Notice the book-filled island in Diane Keaton’s East End kitchen—courtesy of The Strand in New York—that helps to underscore her character’s job as a playwright.Courtesy of Erica Barry
The pair’s first project together was Something’s Gotta Give in 2003. Although the exterior was a home on Long Island— Rubino calls it a “visual barometer” for the movie—the team had to create a Hamptons house from scratch. Locals in such tony enclaves are often leery of renting to movie productions, so Rubino evoked the East End on a soundstage in Culver City, California, deploying some signature method touches. ”We had all the actors come through a few days before principal shooting started, and I had put a little bit of sand on the mats and sprayed sun tan lotion through the house, so everyone was immediately transported,” she says, “The house was so encompassing, and suddenly you had the familiar smells of being by the beach.”
The white-and-blue themed Long Island living room of Diane Keaton’s character in Something’s Gotta Give.Courtesy of Jon Hutman
Look closely at the design of the home, and you’ll notice subtle details that underscore that Diane Keaton’s character—a successful, divorced playwright—has built a home catering solely to her own needs: no double sinks in the bathroom, for example. Rubino also tapped New York’s Strand bookstore’s movie and TV book-rental service service for 3,000 titles to decorate different rooms, theming them carefully: the books in Keaton’s bedroom, for instance, are all reference, kept close at hand by the desk where she works.

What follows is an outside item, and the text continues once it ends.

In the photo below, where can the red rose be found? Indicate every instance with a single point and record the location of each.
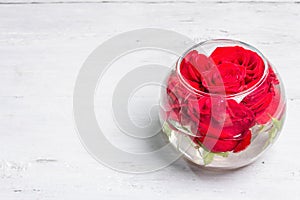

The Santa Barbara bakery owned by Streep’s character is bursting with delectable goodies amid a chic neutral palette.Courtesy of Hooked on Houses
Books were also key to Rubino’s work on It’s Complicated, the 2009 film headlined by Meryl Streep about a Santa Barbara-based bakery owner. The set designer spoke with a real life baker in New York’s West Village and was startled to hear that she didn’t stack her shelves with recipe Bibles. “She was an avid crossword puzzle fanatic, because she needed the absolute opposite of working with her hands. That blew me away.”
The kitchen in It’s Complicated is central to the plot where Streep’s character is undertaking a pricey remodel. Rubino was tasked with creating a room that viewers would understand as needing an upgrade.Courtesy of SDSA
Look closely at the equipment in Streep’s onscreen kitchen, too: fittingly, for someone with a career in the kitchen, it’s patinated and elegantly worn. Rubino picked up what she could from antique stores and eBay—a cured cast iron pan, an old copper pot perhaps—but she sometimes had to rely on the scenics to assist. “If a pan was going to be cooked in, they’d use glycerine on it, browning it, cooking with it, and scorching it that way,” she says, noting that this made it safe for Streep and her costars to eat anything cooked in the pan. The kitchen is central to the plot, of course, where Streep’s character is undertaking a pricey remodel and Rubino was tasked with creating a room that viewers would understand as needing an upgrade. “I put a real density of goods in the kitchen, just to sort of help the narrative that she needed a bigger place, but Nancy came in and had me edit out 10 to 15 percent of the clutter. She had a different barometer of that.”
A good thing, too, as viewers freeze-frame to pore over every detail of those rooms. “I get emails saying ‘I love the egg holder in the refrigerator, and I’ve been looking for one like that for 15 years—where did you get it?’,” she laughs. “I have worked on a lot of projects and that has only happened with Nancy’s films—analyzing, looking at every detail.”